Song Cycle Records, in collaboration with the Andrey Tarkovsky International Institute, presents Solaris: Sound And Vision - The Film Album, a deluxe collector's edition limited to 1000 copies worldwide. This 30x30cm hardcover book includes the complete soundtrack on CD, 96 pages featuring 73 previously unreleased photographs from the film set, and essential essays by Naum Abramov and musicologist Roberto Calabretto.
The story begins with a paradox. Tarkovsky initially didn't want music in Solaris. When he first visited Evgeny Murzin's laboratory (home to the legendary Experimental Studio of Electronic Music in Moscow), he looked around and left. Two months later, he invited Artemiev to score the film, but with radical instructions: he needed a sound organizer, not a composer, someone to orchestrate the sounds of nature according to the laws of music.
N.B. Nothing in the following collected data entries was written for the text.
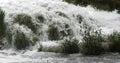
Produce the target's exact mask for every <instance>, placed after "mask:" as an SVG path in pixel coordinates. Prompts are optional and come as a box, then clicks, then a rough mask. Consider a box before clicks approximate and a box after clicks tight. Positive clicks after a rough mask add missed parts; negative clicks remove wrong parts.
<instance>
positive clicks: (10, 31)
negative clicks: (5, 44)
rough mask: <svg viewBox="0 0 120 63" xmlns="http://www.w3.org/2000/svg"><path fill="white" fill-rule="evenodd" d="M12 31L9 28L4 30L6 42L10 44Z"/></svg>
mask: <svg viewBox="0 0 120 63" xmlns="http://www.w3.org/2000/svg"><path fill="white" fill-rule="evenodd" d="M12 36H13V35H12V32H11V31H10V30H7V31H6V39H7V42H8V44H10V45H12Z"/></svg>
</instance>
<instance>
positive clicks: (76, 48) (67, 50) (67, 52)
mask: <svg viewBox="0 0 120 63" xmlns="http://www.w3.org/2000/svg"><path fill="white" fill-rule="evenodd" d="M79 50H80V49H79V41H78V40H76V39H72V38H69V39H65V40H64V42H63V43H62V44H61V52H62V53H65V54H73V53H79Z"/></svg>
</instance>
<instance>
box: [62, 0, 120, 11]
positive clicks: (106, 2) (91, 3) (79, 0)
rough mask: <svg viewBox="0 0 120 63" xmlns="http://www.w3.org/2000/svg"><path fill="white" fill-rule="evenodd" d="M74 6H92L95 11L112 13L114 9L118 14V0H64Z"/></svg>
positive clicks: (119, 8)
mask: <svg viewBox="0 0 120 63" xmlns="http://www.w3.org/2000/svg"><path fill="white" fill-rule="evenodd" d="M64 1H66V2H68V3H73V4H75V5H83V6H87V5H92V6H93V7H95V8H97V9H102V10H108V11H112V10H114V9H117V10H119V12H120V0H64Z"/></svg>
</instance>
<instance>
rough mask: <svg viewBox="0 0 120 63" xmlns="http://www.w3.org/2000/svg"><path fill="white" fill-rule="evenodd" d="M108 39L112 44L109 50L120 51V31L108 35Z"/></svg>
mask: <svg viewBox="0 0 120 63" xmlns="http://www.w3.org/2000/svg"><path fill="white" fill-rule="evenodd" d="M108 40H109V42H111V44H110V45H109V51H110V52H119V53H120V33H119V32H113V33H112V34H110V35H109V36H108Z"/></svg>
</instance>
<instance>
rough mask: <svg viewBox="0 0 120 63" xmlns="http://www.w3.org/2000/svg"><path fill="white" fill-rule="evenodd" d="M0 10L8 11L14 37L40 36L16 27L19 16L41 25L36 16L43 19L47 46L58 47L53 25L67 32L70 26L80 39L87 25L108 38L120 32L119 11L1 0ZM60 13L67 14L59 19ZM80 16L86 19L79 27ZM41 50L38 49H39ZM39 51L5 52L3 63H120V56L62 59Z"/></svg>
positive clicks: (46, 43)
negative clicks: (51, 28) (118, 13)
mask: <svg viewBox="0 0 120 63" xmlns="http://www.w3.org/2000/svg"><path fill="white" fill-rule="evenodd" d="M0 7H1V8H2V9H3V10H4V11H5V13H6V16H5V23H6V24H7V27H8V28H10V30H11V31H12V32H13V33H14V31H15V30H17V29H19V30H21V31H22V32H24V33H25V34H26V36H28V37H29V38H30V39H31V37H33V36H36V34H34V33H32V31H31V30H30V29H28V28H27V27H25V26H23V25H19V24H17V23H13V18H14V17H15V16H16V15H17V14H21V13H25V14H28V15H30V16H32V18H33V22H34V23H36V24H38V25H41V23H38V21H37V19H36V18H35V16H36V15H42V16H43V17H44V18H45V22H44V23H43V24H42V27H40V28H39V29H40V30H38V32H40V33H41V32H42V34H41V35H37V36H38V37H40V38H41V42H46V43H44V44H43V45H44V46H46V47H47V46H51V45H57V46H58V44H56V43H53V42H52V41H49V40H48V34H47V30H48V27H49V25H52V24H55V25H56V26H57V27H58V29H59V31H62V30H64V29H65V24H68V25H69V26H70V29H71V30H72V33H73V36H74V37H76V38H77V39H80V38H81V35H80V30H81V27H80V26H81V25H82V24H84V23H86V24H88V25H89V26H92V27H94V28H96V29H102V32H103V33H104V34H107V33H111V32H112V31H113V30H117V31H119V30H120V14H118V13H117V10H115V11H112V12H108V11H101V10H97V9H94V8H93V7H91V6H87V7H81V6H75V5H73V4H68V3H65V2H63V1H62V0H0ZM59 13H63V14H62V15H59ZM77 16H81V17H82V18H83V22H82V23H79V20H78V18H77ZM36 46H37V45H36ZM36 48H37V47H35V48H33V49H35V50H32V51H20V52H19V53H18V51H17V52H16V51H14V50H11V49H9V50H1V51H0V63H117V62H118V63H119V62H120V55H118V54H108V55H101V56H95V57H94V56H89V57H87V56H83V55H81V54H73V55H66V56H65V55H61V54H58V53H50V52H37V51H36Z"/></svg>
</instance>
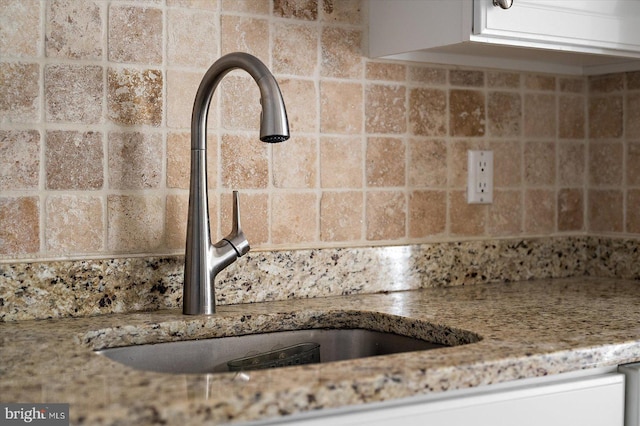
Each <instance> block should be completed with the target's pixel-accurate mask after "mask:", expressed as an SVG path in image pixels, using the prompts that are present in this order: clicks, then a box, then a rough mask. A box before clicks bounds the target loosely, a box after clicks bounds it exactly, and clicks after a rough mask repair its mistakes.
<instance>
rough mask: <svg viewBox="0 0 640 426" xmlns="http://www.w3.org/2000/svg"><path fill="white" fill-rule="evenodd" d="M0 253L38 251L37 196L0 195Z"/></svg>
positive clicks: (38, 206)
mask: <svg viewBox="0 0 640 426" xmlns="http://www.w3.org/2000/svg"><path fill="white" fill-rule="evenodd" d="M0 223H2V226H0V241H2V244H0V254H2V255H16V254H25V253H31V254H35V253H38V252H39V251H40V201H39V199H38V197H18V198H14V197H0Z"/></svg>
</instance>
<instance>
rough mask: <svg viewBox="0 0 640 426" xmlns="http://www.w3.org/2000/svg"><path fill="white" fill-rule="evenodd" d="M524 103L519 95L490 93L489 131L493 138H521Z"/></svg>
mask: <svg viewBox="0 0 640 426" xmlns="http://www.w3.org/2000/svg"><path fill="white" fill-rule="evenodd" d="M521 105H522V101H521V98H520V94H519V93H514V92H489V97H488V100H487V119H488V125H487V127H488V130H489V135H491V136H520V131H521V130H522V106H521Z"/></svg>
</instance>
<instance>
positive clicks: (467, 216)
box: [449, 191, 489, 237]
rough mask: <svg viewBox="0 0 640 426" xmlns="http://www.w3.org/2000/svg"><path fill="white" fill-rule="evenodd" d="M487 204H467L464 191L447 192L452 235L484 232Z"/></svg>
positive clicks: (477, 235) (480, 233)
mask: <svg viewBox="0 0 640 426" xmlns="http://www.w3.org/2000/svg"><path fill="white" fill-rule="evenodd" d="M488 209H489V205H488V204H468V203H467V192H466V191H451V192H449V228H450V233H451V235H452V236H458V237H461V236H469V237H470V236H479V235H484V234H485V228H486V225H487V213H488Z"/></svg>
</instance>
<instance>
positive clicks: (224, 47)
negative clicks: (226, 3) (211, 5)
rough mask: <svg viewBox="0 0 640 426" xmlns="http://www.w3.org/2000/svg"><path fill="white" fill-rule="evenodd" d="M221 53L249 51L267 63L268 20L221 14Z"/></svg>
mask: <svg viewBox="0 0 640 426" xmlns="http://www.w3.org/2000/svg"><path fill="white" fill-rule="evenodd" d="M220 35H221V39H222V40H221V46H222V47H221V52H220V53H221V54H222V55H225V54H227V53H231V52H246V53H249V54H251V55H253V56H255V57H257V58H258V59H260V60H261V61H262V62H264V63H265V64H266V65H267V66H268V65H269V21H267V20H266V19H259V18H253V17H248V16H233V15H222V18H221V30H220Z"/></svg>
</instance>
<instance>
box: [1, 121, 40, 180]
mask: <svg viewBox="0 0 640 426" xmlns="http://www.w3.org/2000/svg"><path fill="white" fill-rule="evenodd" d="M39 176H40V133H39V132H38V131H37V130H13V131H12V130H0V191H1V190H9V191H12V190H13V191H15V190H20V189H37V188H38V183H39Z"/></svg>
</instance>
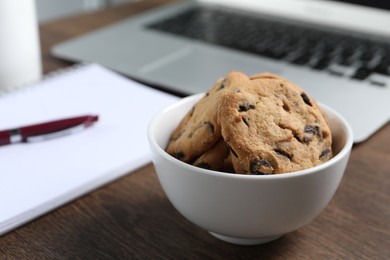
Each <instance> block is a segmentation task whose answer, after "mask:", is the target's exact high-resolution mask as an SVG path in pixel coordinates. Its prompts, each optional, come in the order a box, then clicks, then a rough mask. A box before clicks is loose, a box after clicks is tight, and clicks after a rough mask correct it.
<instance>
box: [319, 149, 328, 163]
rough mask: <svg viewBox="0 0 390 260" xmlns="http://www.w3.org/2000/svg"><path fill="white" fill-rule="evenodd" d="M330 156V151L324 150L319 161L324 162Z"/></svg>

Artemiev's solution was twofold: he appealed to Tarkovsky's love of Bach, recording variations of the Chorale Prelude in F-Minor on solo organ to represent Earth. For the enigmatic planet Solaris, he turned to the ANS synthesizer, a photoelectronic instrument invented by Murzin between 1937 and 1957, named after Alexander Nikolayevich Scriabin. Sound was synthesized from waveforms etched onto glass discs, producing 720 discrete microtones.
Only two ANS synthesizers have ever existed. The original was destroyed; the improved version now resides in the Glinka Museum in Moscow. This makes Solaris perhaps the photo-electronic instrument's pinnacle achievement. The ANS was also used by Stanislav Kreichi, Alfred Schnittke, Edison Denisov, and Sofia Gubaidulina, but Artemiev's collaboration with Tarkovsky represents its most enduring cultural impact.
For Solaris, Artemiev created what critics have described as mysterious, dreamlike and abstract; a score that operates as its own bizarre entity. He slowly developed a special musical language where clusters of soft sounds emerge, almost inaudible, sometimes overlapping. As one reviewer noted, the music's chilly, withdrawn atmosphere is so crucial that it's difficult to envision the film without it.
The result anticipates what Brian Eno would later formalize as ambient music. Artemiev's compositions center on Bach's somber chorale alongside dissonant crescendos and formless tracks generated by the ANS, capturing the film's meditation on time, memory, and human longing. The collaboration extended to two more Tarkovsky masterpieces: The Mirror and Stalker.
This deluxe edition offers a compelling publication for everyone who wants to dive deep into Tarkovsky's realm: a document of one of cinema's most profound artistic partnerships, and a testament to the ANS synthesizer's unique place in the history of electronic music.